Interpreting the natural world through organic materials and exquisite craftsmanship

“Martin Puryear: Nexus” is the first sizable survey of the artist in almost two decades. Produced by the Museum of Fine Arts, Boston, in collaboration with the Cleveland Museum of Art (CMA), the large-scale installation showcases the sculptor’s masterful manipulation of materials.

More than 50 works from throughout Puryear’s career showcase his craftsmanship with wood, glass, marble, metal and leather, which is carefully manipulated into curves and latticework.

The natural world of plants and animals, particularly birds, are a consistent theme throughout the exhibition. Puryear uses a vast swath of materials but always comes back to wood; visitors can see across the span of his career how his work with cedar and poplar has evolved.

“He’s interested in everything from African architecture and artifacts to Scandinavian woodworking,” said Ian Alteveer, Beal Family Chair of the Department of Contemporary Art. “Everything from weaving baskets to building ships to making barrels and all of that comes through in the ways in which his work takes shape.”

Puryear also pulls on history and culture in his work. A series of worked rawhide strips lined up like a musical composition or a paragraph of text is titled “Some Lines for Jim Beckwourth.” Beckwourth was a multiracial trapper, rancher and entrepreneur who was born into slavery in Virginia in 1798. Puryear cleaned, dried and worked the rawhide himself just as Beckwourth might have in his travels.

In addition to the sculptures Puryear is best known for, several works on paper are displayed, some preparatory drawings juxtaposed with the finished pieces and some more abstract etchings and aquatints. In both his large-scale sculptures and two-dimensional works, Puryear often comes back to curves. He crafts woods into seamless loops and circles that look as effortless as the lines drawn on the page.

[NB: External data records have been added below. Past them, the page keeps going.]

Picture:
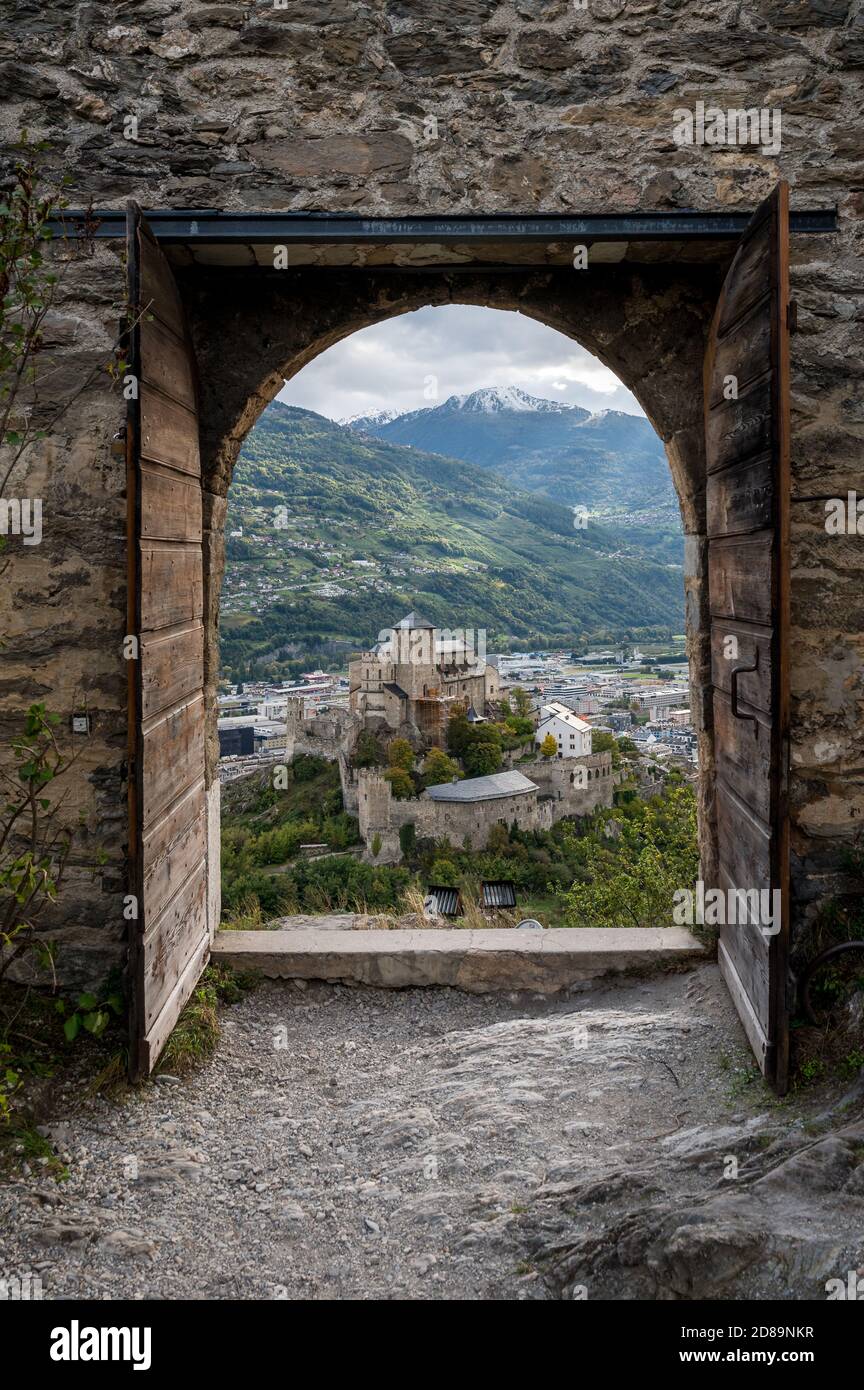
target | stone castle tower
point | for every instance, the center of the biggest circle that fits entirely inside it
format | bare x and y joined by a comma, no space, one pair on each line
374,798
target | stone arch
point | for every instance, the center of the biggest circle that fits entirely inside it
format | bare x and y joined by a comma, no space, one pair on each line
646,321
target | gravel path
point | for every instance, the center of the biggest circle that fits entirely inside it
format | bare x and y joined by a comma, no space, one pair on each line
349,1143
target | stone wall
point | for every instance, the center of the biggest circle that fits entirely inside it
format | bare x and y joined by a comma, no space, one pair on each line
406,106
577,786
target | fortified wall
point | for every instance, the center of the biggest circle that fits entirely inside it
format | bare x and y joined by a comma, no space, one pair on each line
563,790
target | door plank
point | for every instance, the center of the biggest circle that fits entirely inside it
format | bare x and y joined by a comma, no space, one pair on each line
171,854
748,523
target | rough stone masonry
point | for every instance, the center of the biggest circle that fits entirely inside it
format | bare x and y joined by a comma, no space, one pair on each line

Alteveer says there are also opportunities to connect Puryear’s work to the museum’s collection. The gyrfalcon [a bird of prey] was a fascination of Puryear’s and falcons can be seen throughout the exhibition. Alteveer says Puryear loved to look at a Mughal miniature painting [a South Asian painting style developed the Mughal Empire territory of the Indian subcontinent] in the MFA’s collection. The painting, from 1619, depicts a gift of a falcon to a Mughal emperor. Puryear has a reproduction of the piece in his studio.

Here, visitors to the exhibition can see a link between Puryear’s work and centuries of art history, as well as a connection between Puryear and the Boston collection specifically. This format, of presenting major contemporary artists in Boston against the backdrop of art history, is one that Alteveer hopes to continue in the contemporary department.

“Martin Puryear: Nexus” will run at the MFA through Feb. 8, 2026. From there it will travel to the Cleveland Museum of Art and the High Museum of Art in Atlanta.

Alteveer encourages art lovers to visit the show; pictures just can’t do the works justice.

“It’s a very physical experience to view Martin’s work, because you have to walk around it, you have to see it in person to experience its forms and its textures,” Alteveer said. “In person, the objects are just fantastic to behold.”